Often, when you’re on the verge of trying something new that you’ve been ruminating over, or when you’re about to give a presentation that’s been making you nervous for days, a new voice materializes in your mind: the obnoxious roommate in your head, otherwise known as an inner critic. You may recognize that character from movies you watched in childhood: a shoulder devil who stood next to the protagonist’s ear, and dictated negative thoughts that would ultimately hold the hero back from being their best self. We all struggle with that voice, and our own internal thinking patterns can keep us from being our most confident, productive, and successful.
In a recent TED Ideas piece, Joan Rosenberg, a psychologist in California and author of Ease Your Anxiety discussed the most common thinking patterns that drag us down — the “cognitive distortions” that instantly change the way we think when we’re given a daunting task. She points out that in order to succeed, we must actively alter the way we construct our inner thoughts. “You need to be aware of the distortion, catch yourself using it, and then replace the thought pattern with more constructive and optimistic thinking,” she says. ”What’s on your mind — or what you think — is determined by how you think.”

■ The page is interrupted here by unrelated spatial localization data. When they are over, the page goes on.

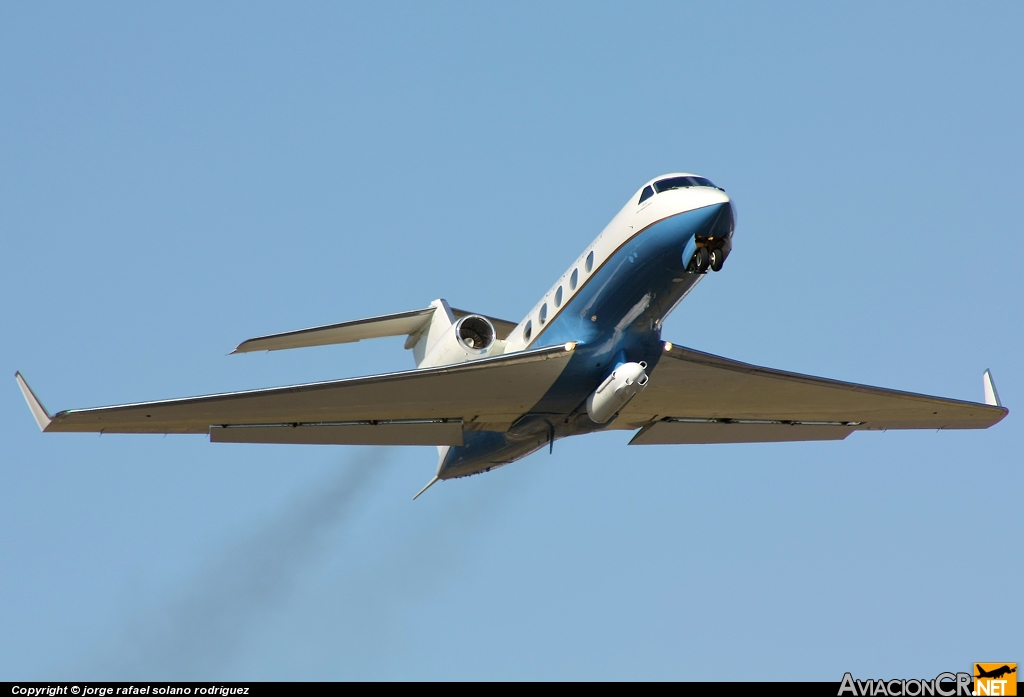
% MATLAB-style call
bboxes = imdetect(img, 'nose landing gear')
[709,247,726,272]
[691,247,710,273]
[687,239,730,274]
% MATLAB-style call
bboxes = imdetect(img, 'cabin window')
[570,268,578,290]
[585,251,594,272]
[524,320,532,341]
[539,303,548,324]
[638,186,654,204]
[554,286,563,307]
[654,176,717,193]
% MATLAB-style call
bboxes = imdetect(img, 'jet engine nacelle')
[586,361,648,424]
[420,314,497,367]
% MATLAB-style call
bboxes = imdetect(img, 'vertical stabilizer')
[413,476,439,500]
[409,299,456,366]
[414,444,451,499]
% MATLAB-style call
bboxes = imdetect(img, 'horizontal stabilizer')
[232,305,518,354]
[232,308,435,353]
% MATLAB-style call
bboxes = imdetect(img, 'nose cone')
[711,200,735,240]
[679,200,734,273]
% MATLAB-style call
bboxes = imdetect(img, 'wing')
[621,343,1008,445]
[16,343,577,445]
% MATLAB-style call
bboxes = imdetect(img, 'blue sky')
[2,2,1021,680]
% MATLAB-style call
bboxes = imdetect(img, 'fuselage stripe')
[523,203,718,350]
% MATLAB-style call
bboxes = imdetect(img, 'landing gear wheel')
[692,247,710,274]
[709,247,725,272]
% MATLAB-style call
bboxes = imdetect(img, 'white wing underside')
[16,341,1005,449]
[619,344,1007,444]
[17,345,577,445]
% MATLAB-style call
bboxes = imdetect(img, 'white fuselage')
[503,175,731,354]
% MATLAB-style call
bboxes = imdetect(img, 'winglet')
[412,475,439,500]
[983,369,1002,408]
[15,372,52,431]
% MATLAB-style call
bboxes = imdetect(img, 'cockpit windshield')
[653,176,718,193]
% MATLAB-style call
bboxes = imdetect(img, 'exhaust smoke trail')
[103,449,391,679]
[260,468,530,679]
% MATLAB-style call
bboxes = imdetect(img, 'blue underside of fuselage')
[439,201,732,479]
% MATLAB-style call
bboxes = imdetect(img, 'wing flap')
[210,420,463,446]
[620,344,1007,431]
[630,419,854,445]
[40,343,576,435]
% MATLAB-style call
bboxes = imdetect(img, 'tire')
[693,247,710,273]
[710,247,725,272]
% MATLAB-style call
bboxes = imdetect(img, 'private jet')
[16,174,1008,498]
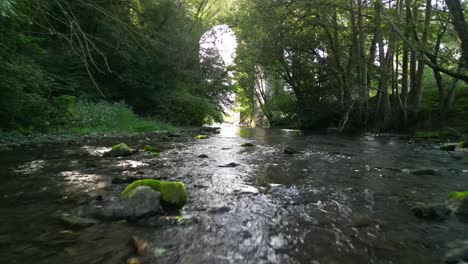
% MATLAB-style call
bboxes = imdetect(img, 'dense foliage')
[1,0,467,133]
[233,0,468,132]
[0,0,233,132]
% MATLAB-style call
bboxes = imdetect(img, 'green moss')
[241,142,255,147]
[195,134,209,139]
[151,151,159,157]
[459,141,467,148]
[448,191,468,201]
[144,145,157,152]
[414,129,461,139]
[121,179,187,206]
[107,143,134,157]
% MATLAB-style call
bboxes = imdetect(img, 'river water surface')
[1,128,467,264]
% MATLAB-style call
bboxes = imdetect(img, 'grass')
[0,100,175,143]
[56,100,175,135]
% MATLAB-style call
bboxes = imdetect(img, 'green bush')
[57,100,174,134]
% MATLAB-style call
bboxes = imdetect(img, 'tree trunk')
[446,0,468,68]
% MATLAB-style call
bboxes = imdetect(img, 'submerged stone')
[122,179,187,207]
[218,162,240,168]
[58,212,99,228]
[241,142,255,147]
[441,144,457,151]
[410,203,451,221]
[445,245,468,264]
[284,147,300,154]
[410,169,439,175]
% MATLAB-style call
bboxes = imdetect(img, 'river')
[0,127,467,263]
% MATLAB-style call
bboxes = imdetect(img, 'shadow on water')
[0,127,467,263]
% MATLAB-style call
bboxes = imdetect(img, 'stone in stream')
[445,244,468,264]
[241,142,255,147]
[410,168,439,175]
[198,154,209,158]
[57,212,99,228]
[440,144,457,151]
[218,162,240,168]
[284,146,300,154]
[121,179,187,207]
[447,191,468,216]
[410,203,451,221]
[79,186,162,220]
[104,143,136,157]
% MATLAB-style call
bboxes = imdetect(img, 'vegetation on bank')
[0,97,174,137]
[1,0,467,135]
[0,0,232,136]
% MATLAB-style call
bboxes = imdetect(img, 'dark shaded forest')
[1,0,467,135]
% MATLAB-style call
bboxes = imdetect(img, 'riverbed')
[0,127,467,263]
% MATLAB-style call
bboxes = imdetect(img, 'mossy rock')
[144,145,158,152]
[106,143,135,157]
[195,135,209,139]
[448,191,468,201]
[459,142,467,148]
[440,144,457,151]
[151,152,159,157]
[241,143,255,147]
[122,179,187,207]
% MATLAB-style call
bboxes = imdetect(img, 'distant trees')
[233,0,468,131]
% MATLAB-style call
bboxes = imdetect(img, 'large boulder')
[81,186,162,220]
[121,179,187,207]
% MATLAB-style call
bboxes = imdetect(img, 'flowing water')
[0,128,467,264]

Whether you’re nervous to make your voice heard in a meeting, or you’re scared to take the leap and start a new venture, it’s important to address each distortion, and silence that voice as soon as it shows up. Here are three common patterns that often come up at work, and how to keep them from holding you back:
When we face a new situation, we tend to apply former outcomes to our present one, and then create overgeneralized rules that hold us back from pursuing our next opportunity, Rosenberg notes. “Your rules are usually negative rather than positive,” she explains. “For example, when you don’t get a job you want, you think, ‘People don’t like me.’” Instead, if you find yourself generalizing how others see you, remind yourself that every circumstance is different, and one result doesn’t symbolize a greater trend. “Notice the times that you do this,” Rosenberg adds. “Keep telling yourself: ‘This one outcome is just that — one outcome.’”
Our list of to-dos at work can often feel daunting, but Rosenberg says we tend to put additional stressors onto ourselves by adding “should” statements to our tasks. “Your internal dialogue is full of statements that include the words ‘should,’ ‘ought to,’ or ‘must,’” she explains. “These words sting — using them frequently can result in feelings of frustration and anger.” Instead of telling yourself you should be doing everything at once, be selective about your self-talk, and remind yourself that it’s OK to take some pressure off of yourself.
It’s common for people to reject positive statements at work by insisting they “don’t count,” Rosenberg says. (This is also why it can be difficult to accept compliments.) When your boss gives you a compliment, for example, you may disqualify the praise because you underplay your own capability. Instead of buying into that, make the effort to get a fresh perspective. “Whenever you disqualify the positive, you’re wrongly reinforcing negative beliefs about yourself and your world,” Rosenberg says. “Take a little time to imagine what your life would be like if you believed the words were true.” If you’re having trouble envisioning this for yourself, writing in a journal can help you see your qualities through a more objective and compassionate lens.